1. ## recurrence formula

Find the explicit formula for the recursive sequence using backtracking
d1 = 3
dn= -2dn-1

I’m thinking I will have (-6, 12, -24, 48,…..)
dn = -2dn-1
= -2dn-1 + 1
= -2 (-2dn-1 +1) +1

but I do not know what else to do to end with a formula.
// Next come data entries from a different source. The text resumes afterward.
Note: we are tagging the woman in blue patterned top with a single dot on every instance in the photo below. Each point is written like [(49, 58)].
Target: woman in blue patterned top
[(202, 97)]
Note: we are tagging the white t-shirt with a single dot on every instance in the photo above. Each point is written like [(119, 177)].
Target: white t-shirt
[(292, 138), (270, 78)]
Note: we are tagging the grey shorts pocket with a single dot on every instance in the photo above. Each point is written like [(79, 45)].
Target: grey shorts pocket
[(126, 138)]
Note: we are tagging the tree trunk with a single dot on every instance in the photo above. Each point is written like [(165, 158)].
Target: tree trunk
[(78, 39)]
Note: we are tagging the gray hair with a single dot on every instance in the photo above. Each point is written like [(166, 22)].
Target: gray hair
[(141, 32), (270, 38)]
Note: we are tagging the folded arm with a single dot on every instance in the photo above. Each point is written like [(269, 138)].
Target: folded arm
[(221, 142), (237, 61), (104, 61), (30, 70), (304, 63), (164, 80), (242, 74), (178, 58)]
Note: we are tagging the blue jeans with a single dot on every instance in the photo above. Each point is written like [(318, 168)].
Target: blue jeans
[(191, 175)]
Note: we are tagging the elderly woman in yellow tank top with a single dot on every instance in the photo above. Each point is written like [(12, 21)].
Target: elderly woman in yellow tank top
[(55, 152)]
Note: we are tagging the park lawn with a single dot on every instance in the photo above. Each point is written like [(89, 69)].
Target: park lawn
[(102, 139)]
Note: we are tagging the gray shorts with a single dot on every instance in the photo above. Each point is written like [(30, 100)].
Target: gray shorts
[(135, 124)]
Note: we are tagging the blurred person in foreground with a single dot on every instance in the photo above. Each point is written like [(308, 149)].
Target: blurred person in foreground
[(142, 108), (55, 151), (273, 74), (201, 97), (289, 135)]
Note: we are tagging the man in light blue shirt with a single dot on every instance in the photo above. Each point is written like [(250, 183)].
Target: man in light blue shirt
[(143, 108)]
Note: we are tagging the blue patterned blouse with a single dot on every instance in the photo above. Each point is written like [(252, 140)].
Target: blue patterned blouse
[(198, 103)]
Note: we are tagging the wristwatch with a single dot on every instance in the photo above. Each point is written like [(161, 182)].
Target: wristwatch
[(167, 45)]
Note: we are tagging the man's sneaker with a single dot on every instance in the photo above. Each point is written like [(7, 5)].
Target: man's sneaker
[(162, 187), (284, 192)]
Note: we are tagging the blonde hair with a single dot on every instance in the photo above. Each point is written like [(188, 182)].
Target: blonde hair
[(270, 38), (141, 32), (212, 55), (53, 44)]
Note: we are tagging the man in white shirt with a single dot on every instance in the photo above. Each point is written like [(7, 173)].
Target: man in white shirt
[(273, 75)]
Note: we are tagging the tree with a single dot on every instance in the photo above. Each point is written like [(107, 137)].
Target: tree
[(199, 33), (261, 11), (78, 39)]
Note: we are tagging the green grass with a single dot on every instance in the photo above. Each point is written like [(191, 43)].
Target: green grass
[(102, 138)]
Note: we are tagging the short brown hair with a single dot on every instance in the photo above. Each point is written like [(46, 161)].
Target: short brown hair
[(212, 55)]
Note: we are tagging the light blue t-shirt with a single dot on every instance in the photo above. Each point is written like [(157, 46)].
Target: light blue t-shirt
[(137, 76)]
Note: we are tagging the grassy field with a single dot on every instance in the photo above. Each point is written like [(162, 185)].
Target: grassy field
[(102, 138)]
Please show me what my formula will be

* all the (n-1) should be subscripts, do know how to get it to subscript here in this window

2. Hello, CPR!

Find the explicit formula for the recursive sequence using backtracking:
. . $\displaystyle d_1 \:=\:3,\;\;\;d_n\:=\:\text{-}2\!\cdot\!d_{n-1}$

I’m thinking I will have: .$\displaystyle 3,\:\text{-}6,\:12,\:\text{-}24,\:48,\:\hdots\qquad{\color{blue}\text{Right!}}$
I'm not familiar with "backtracking".

This is a geometric sequence with first term $\displaystyle a= 3$, common ratio $\displaystyle r = \text{-}2$

The general term is: . $\displaystyle d_n\;=\;3\cdot(\text{-}2)^{n-1}$

3. Thanks.
but explain to me why the subscript n-1 is now the superscript in the general term formula.